I can tell you right away that the loader and binder are way, way over on the side of configuration. And the default behaviour -- the behaviour you get before you need to get into configuration -- is only useful for basic scenarios. Let me offer an example if this is seeming a little too vague. So, you've got assembly A (A, Version=2.0.0.0) and then you want to service it, giving us A' (A, Version=2.0.0.1). That's all good and seems to make sense. It makes sense to increment the (managed) version number to differentiate the two versions of the assembly. The only problem is that apps bound to A (A, Version=2.0.0.0) will still load 2.0.0.0 and not 2.0.0.1 (assuming A and A' were in the GAC).

Hmmm ... where does that leave us, since that's not quite the behaviour (read:convention) that we wanted. Well, we get to configure. Here are the choices available to us: re-compile all apps out there with A', configure (app.config) all apps to bind to A' or generate and install publisher policy to centrally configure all apps to bind to A'. And there is one more option still available that differs from the rest: don't change the (managed) version number in the first place to better conform to the loader convention. Ughh!
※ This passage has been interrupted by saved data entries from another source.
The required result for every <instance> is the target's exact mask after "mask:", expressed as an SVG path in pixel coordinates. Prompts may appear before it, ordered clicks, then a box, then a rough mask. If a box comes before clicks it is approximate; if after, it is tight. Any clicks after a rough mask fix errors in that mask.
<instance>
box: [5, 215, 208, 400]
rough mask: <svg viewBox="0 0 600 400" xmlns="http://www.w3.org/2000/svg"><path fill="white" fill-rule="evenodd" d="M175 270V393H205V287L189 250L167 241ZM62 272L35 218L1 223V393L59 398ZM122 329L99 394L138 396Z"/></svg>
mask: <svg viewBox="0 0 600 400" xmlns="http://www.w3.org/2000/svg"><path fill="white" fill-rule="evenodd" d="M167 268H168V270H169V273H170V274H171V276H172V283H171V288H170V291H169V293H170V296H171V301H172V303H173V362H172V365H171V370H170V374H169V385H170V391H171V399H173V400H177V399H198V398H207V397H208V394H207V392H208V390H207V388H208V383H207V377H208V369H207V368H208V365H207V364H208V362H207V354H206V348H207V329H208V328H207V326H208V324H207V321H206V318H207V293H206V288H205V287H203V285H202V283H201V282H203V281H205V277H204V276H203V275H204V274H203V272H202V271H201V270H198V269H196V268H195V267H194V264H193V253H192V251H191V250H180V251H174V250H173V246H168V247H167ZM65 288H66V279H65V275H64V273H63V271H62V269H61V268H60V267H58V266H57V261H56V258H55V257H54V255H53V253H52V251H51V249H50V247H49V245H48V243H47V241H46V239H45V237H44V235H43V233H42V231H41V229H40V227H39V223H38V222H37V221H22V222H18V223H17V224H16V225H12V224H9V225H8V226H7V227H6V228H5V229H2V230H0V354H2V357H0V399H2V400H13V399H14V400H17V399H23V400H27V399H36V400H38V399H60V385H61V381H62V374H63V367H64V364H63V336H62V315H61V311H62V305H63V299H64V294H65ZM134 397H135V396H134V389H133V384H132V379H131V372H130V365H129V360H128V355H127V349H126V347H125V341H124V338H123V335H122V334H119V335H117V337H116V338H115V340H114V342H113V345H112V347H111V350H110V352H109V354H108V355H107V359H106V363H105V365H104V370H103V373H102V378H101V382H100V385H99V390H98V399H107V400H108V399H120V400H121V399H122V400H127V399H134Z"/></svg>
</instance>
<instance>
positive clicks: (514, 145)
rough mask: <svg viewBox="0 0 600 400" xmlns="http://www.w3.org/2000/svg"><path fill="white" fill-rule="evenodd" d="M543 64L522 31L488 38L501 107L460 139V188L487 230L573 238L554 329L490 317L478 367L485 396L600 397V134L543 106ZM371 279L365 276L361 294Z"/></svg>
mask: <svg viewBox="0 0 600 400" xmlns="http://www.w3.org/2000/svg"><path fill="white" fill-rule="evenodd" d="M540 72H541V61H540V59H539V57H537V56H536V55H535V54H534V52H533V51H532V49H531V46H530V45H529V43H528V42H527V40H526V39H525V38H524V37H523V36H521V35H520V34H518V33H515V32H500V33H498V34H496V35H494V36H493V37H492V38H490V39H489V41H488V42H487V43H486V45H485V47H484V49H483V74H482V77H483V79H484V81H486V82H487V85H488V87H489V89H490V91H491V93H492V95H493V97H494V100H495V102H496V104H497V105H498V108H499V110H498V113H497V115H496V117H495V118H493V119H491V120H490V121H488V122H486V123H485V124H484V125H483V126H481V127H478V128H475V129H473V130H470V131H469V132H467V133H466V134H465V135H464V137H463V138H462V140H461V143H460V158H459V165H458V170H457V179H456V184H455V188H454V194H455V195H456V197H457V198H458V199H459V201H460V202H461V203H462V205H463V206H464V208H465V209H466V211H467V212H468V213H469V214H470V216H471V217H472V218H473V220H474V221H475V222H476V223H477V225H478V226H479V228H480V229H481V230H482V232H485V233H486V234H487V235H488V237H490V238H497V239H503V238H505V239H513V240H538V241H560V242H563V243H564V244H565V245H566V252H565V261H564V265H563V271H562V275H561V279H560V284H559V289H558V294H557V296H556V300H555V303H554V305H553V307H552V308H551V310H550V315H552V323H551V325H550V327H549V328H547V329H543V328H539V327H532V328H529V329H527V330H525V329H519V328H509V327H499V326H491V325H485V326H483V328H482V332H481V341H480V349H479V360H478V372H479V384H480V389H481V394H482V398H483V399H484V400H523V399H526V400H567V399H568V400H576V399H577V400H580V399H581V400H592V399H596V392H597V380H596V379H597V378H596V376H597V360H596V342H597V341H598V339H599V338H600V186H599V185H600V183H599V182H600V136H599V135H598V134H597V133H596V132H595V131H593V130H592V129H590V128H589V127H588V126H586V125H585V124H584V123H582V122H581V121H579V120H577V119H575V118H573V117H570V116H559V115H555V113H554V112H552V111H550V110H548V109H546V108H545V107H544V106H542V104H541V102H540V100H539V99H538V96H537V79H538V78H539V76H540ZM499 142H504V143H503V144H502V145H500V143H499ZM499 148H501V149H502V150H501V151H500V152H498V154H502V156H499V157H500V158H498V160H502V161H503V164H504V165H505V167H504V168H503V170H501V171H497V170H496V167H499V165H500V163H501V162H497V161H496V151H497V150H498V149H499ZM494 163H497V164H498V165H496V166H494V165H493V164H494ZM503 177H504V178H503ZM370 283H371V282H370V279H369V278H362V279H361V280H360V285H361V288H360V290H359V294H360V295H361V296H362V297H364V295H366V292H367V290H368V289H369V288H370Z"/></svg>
Hmmm again ... none of that sounds too good. So, what does Microsoft do, since you'd think that they are going with the better option or maybe have some secret hidden option for their use alone. Well, we (for the most part) go with not changing the (managed) version number when we service our binaries, thereby conforming to the convention. Pretty crappy, eh?

The good news is that we're moving much more toward convention-based approaches for v3. There will still be plenty of configurability via XML, but the vast majority of cases should just fall out of convention. Yeahh!!

This sort of thing really does make you need to stop and think. Are the default behaviours correct? Do they cover enough of the common scenarios? Do they address those common scenarios deeply enough? There's nothing worse than software that covers a lot of scenarios, but only 50% deeply enough in each. 100% enough in each is where I'm headed.